Pakistan's Minister for Climate Change Malik Amin Aslam said that climate change has posed multiple socio-economic challenges due to environmental impact. “Our monsoon patterns are shifting the timing and the frequency of rainfall. The geographical distribution of rainfall has shifted. It is shifting so fast that our agriculture cannot adapt to it,” he said. “In our South we have cyclonic activity happening dangerously close to our big cities. We have this new phenomenon of cloudbursts over our main cities. In addition to all of this, we also have very strong heat waves which are coming in Pakistan.”Being the global host of this year’s World Environment Day with a theme of “Ecosystem Restoration”, Pakistan is trying hard to educate its people to embrace nature and make it their friend by investing in it, the minister said.
The Pakistani government is taking stringent measures to mitigate the adverse effects of climate change and Prime Minister Imran Khan is himself heading the campaign to “save the country for future generations by addressing the climate change issue.”In order to address deforestation, Pakistan launched the Billion Tree Tsunami project in the northwestern Khyber Pakhtunkhwa province in 2014 and in 2018 its sphere was extended to the whole country with the 10 Billion Tree Tsunami programme.
Talking about the initiative, the minister on climate change said that a billion out of the 10 billion trees have already been planted while the remaining trees are expected to be planted till 2023. “We also announced the Protected Areas Initiative in Pakistan to protect our forests. During the Covid-19 pandemic, we established new national parks. So they are preserving the unique wilderness of Pakistan and also helping us fight climate change,” Aslam said.
In order to protect residential settlements from being hit by glacier lake bursts, the government has launched a project to install early warning systems of GLOF to educate people about the glacial melting-induced floods and preparation to ensure safe evacuation and less damage. “There is a lot to be done to stop the melting and surge of glaciers, but as an urgent measure, we have launched the initiative to have a beforehand knowledge of the calamity to save the residential communities from being a victim of disaster,” he added.
The country has also launched the Recharge Pakistan programme to increase water storage and recharge through wetlands, floodplains and hill-torrents management to build resilience of vulnerable communities through climate-adapted, community-based natural resource management.
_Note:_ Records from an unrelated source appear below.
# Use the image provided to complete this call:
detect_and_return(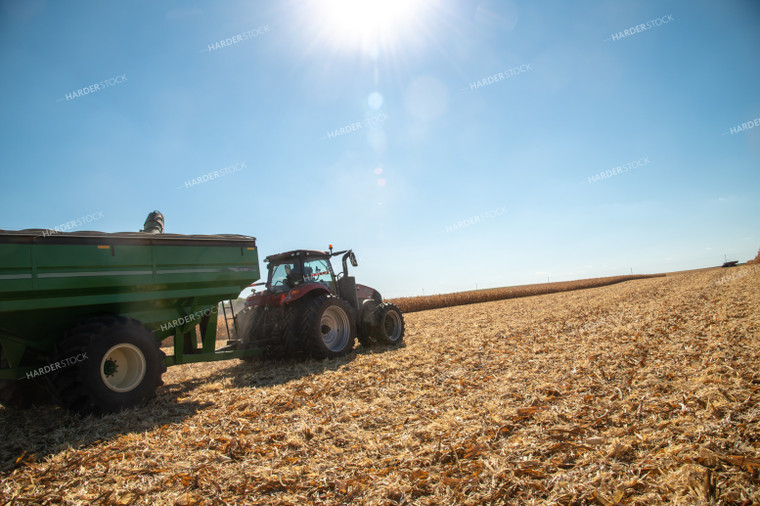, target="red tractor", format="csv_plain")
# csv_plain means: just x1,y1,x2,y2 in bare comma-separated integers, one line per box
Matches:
235,245,404,358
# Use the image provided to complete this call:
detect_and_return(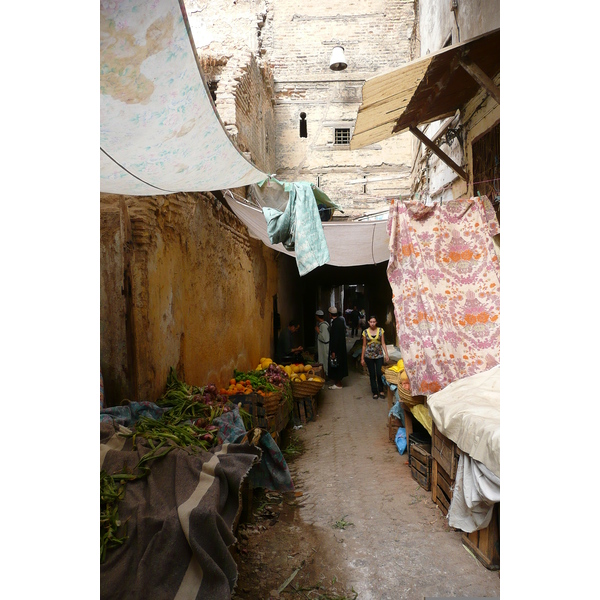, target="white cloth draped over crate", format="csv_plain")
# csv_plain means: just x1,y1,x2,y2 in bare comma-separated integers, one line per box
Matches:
427,365,500,533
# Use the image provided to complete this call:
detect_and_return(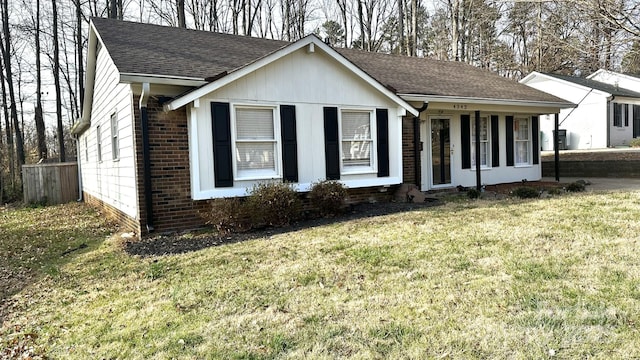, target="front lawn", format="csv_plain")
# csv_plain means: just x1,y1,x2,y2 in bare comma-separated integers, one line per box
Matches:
0,192,640,359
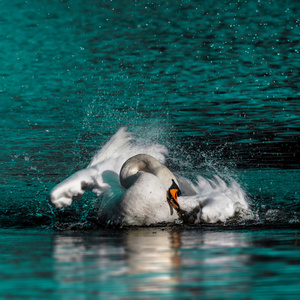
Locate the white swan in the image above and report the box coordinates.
[50,128,248,225]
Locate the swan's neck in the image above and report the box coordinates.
[120,154,178,191]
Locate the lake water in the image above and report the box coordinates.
[0,0,300,299]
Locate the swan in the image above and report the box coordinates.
[50,128,248,226]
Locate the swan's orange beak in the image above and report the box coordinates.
[169,188,181,211]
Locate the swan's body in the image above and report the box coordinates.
[50,128,248,225]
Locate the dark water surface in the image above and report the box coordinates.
[0,228,300,299]
[0,0,300,299]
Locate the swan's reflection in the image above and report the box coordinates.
[54,228,249,296]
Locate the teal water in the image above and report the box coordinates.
[0,0,300,299]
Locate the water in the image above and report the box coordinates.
[0,0,300,299]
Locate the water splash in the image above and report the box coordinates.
[51,128,250,226]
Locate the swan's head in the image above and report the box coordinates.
[167,179,181,212]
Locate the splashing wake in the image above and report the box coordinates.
[50,128,251,226]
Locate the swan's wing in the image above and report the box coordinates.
[50,168,97,208]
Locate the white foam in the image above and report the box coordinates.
[51,128,248,223]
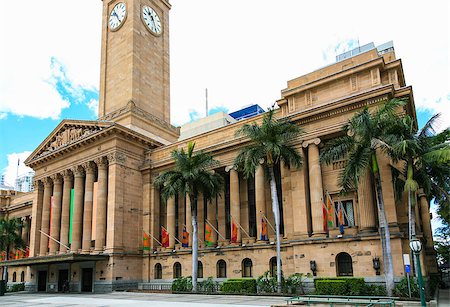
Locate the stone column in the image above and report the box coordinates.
[255,165,266,241]
[39,177,52,256]
[50,174,62,255]
[59,170,73,254]
[206,200,217,245]
[418,189,433,249]
[95,158,108,253]
[302,138,326,236]
[70,166,84,253]
[358,169,377,232]
[30,180,44,257]
[167,197,176,249]
[81,162,95,254]
[186,195,192,246]
[230,169,241,243]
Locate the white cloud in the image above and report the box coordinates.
[3,151,33,186]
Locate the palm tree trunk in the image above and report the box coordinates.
[269,167,281,293]
[372,153,395,296]
[190,196,198,292]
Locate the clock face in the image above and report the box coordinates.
[142,6,162,35]
[109,2,127,31]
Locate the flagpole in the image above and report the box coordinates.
[142,230,162,245]
[205,219,226,240]
[230,214,250,238]
[259,211,276,232]
[39,230,70,249]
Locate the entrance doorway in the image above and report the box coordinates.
[81,268,93,292]
[38,271,47,292]
[58,270,69,292]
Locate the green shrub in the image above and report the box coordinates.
[172,276,192,292]
[315,279,348,295]
[220,278,256,293]
[394,277,419,297]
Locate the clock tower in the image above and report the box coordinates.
[98,0,179,144]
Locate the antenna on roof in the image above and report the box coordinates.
[205,88,208,117]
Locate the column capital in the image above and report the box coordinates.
[302,138,321,148]
[71,165,84,177]
[61,169,73,181]
[33,179,44,191]
[50,173,62,184]
[107,152,127,164]
[94,157,108,169]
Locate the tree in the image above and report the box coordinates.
[235,109,303,293]
[386,114,450,239]
[320,99,405,296]
[0,217,25,280]
[155,143,223,292]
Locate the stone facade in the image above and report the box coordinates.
[0,0,437,292]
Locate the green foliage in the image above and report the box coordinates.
[8,283,25,292]
[315,279,348,295]
[394,277,419,297]
[172,276,192,292]
[220,278,256,293]
[197,277,219,293]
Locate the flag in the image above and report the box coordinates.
[338,202,344,234]
[322,202,328,231]
[181,226,189,247]
[161,226,169,247]
[326,192,334,229]
[142,231,150,251]
[260,218,267,241]
[231,219,238,243]
[205,223,214,246]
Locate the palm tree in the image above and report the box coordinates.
[155,143,223,292]
[320,99,405,295]
[386,114,450,243]
[0,217,25,281]
[235,109,303,293]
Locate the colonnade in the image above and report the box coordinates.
[32,157,108,256]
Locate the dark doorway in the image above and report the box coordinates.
[81,268,93,292]
[38,271,47,292]
[58,270,69,292]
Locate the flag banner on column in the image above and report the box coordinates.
[142,231,150,251]
[322,202,328,232]
[231,219,239,243]
[260,218,268,241]
[205,223,214,246]
[338,202,344,234]
[181,226,189,247]
[161,226,169,247]
[326,192,334,229]
[69,189,75,244]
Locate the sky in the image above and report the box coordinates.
[0,0,450,226]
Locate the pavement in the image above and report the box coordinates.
[0,292,286,307]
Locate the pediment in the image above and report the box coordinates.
[25,119,114,165]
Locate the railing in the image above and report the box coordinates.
[286,295,395,307]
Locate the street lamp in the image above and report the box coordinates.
[409,237,426,307]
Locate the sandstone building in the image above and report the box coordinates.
[0,0,437,292]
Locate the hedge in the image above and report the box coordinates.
[220,278,256,293]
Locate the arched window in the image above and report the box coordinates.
[197,261,203,278]
[173,262,181,278]
[336,253,353,276]
[155,263,162,279]
[242,258,253,277]
[217,260,227,278]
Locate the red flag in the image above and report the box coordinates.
[161,226,169,247]
[231,219,238,243]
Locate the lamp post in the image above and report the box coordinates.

Aslam said, “We are trying to turn the crisis into an opportunity through this programme. About 30 million acre feet of water is wasted from Pakistan annually, so under this programme we want to divert that flood water towards our degraded wetland systems so that the wetlands can get restored, and also our groundwater aquifer can get recharged.”
In order to control carbon emissions, the government has decided to convert 30 percent of its traffic to electricity from fuel till 2030, and in this connection electric motorbikes and passenger three-wheelers have already been launched, while four-wheeler vehicles are scheduled to be launched by the end of this year, he said. The country's initiative to repair nature has also created a large number of green jobs, including 100,000 jobs created during the Covid-19 lockdowns, he said.
Though the country's share in the world's carbon emission is less than one percent, experts believe that inadequate measures to protect the environment showed some very serious consequences over the past few years, but the situation is likely to get back to normal when the government's efforts start bearing fruit.